Through a simple press release on its website, the Equal Employment Opportunity Commission (“EEOC”) recently announced new procedures allowing a charging party to obtain a copy of his or her employer’s position statement (and “non-confidential” portions of exhibits) filed in response to a charge of discrimination. The new procedures, which will apply to all position statements requested on January 1, 2016 or later, also allow a charging party 20 days to reply to the employer’s charge response. The EEOC will not allow an employer to access the charging party’s reply.
Prior to this policy change, a charging party generally did not have access to an employer’s charge response until after the charge was dismissed and he or she requested the agency’s file under FOIA or Section 83 of the EEOC Enforcement Manual. The new procedures not only allow a charging party to access and respond to an employer’s position statement while the charge is pending, they also give a charging party access to the employer’s possible litigation strategy, allowing the plaintiff to carefully craft his or her complaint with these defenses in mind.
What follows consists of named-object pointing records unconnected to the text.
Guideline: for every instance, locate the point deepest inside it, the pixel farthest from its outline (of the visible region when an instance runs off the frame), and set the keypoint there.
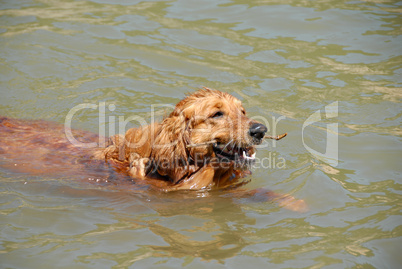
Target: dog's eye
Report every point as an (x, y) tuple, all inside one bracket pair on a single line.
[(217, 114)]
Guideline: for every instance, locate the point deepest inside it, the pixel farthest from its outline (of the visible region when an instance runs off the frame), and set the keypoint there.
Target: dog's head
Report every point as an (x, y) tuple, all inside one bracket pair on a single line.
[(207, 126)]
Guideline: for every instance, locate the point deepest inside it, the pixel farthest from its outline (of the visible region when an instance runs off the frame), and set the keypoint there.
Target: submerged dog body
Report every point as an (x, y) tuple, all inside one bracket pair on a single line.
[(207, 141)]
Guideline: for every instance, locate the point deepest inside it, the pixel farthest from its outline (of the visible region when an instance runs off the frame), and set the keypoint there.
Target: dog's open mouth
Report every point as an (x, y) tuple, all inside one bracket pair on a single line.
[(233, 153)]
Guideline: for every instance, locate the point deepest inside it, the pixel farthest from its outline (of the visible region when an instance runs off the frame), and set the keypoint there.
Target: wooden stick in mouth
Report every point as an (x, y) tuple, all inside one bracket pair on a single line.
[(278, 137), (201, 144)]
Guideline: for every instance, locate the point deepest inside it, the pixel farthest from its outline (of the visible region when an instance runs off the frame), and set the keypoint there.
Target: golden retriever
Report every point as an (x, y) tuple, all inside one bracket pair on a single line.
[(207, 142)]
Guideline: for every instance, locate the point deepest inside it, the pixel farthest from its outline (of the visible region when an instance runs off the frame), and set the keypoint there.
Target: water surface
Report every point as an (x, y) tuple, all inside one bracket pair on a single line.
[(285, 60)]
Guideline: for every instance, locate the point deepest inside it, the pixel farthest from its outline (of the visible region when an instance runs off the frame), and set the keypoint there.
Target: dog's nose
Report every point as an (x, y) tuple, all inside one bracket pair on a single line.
[(257, 131)]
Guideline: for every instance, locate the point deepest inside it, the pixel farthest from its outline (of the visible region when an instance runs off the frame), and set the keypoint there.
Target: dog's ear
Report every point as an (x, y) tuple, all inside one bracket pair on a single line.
[(169, 152)]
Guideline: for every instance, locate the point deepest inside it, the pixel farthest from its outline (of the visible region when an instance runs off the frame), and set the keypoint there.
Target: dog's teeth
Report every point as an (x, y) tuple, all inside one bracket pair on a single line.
[(247, 157)]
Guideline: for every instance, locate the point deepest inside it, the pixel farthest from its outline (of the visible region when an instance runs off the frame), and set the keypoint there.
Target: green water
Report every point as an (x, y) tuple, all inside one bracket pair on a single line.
[(284, 59)]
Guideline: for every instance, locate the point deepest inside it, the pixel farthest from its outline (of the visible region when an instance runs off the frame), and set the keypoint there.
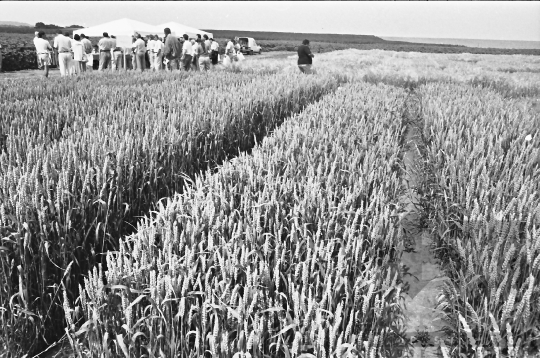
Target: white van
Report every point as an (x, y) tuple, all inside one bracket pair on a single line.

Employment lawyers routinely counsel employers to carefully and concisely respond to the particulars in charges of discrimination. The EEOC’s new procedures allowing charging parties to access (and respond to) charges further highlight the importance of crafting factually accurate and streamlined responses and can accelerate the adverse consequences of providing inaccurate information. For example, if a charging party’s reply convinces the EEOC that an employer’s factual allegations are shaky, the chances of a “cause” finding or, even worse, EEOC litigation, significantly increase.
Another potential consequence of the EEOC’s new access procedures is broader EEOC investigations prompted by new factual allegations (or counterarguments) contained in the employee’s reply statement. EEOC investigators will likely follow up on these new allegations with additional requests for documents and information, creating more potential land mines (and administrative headaches) for employers and lengthening the duration of the investigation.
Finally, employers should also be careful to avoid access to confidential information submitted in support of its position statement. Although the EEOC’s press release states that it will redact confidential information from the charge response and attached exhibits, an employer should not rely on the Commission to perform this function and should either submit redacted copies to the EEOC or very carefully identify the portions of its response and exhibits it deems confidential.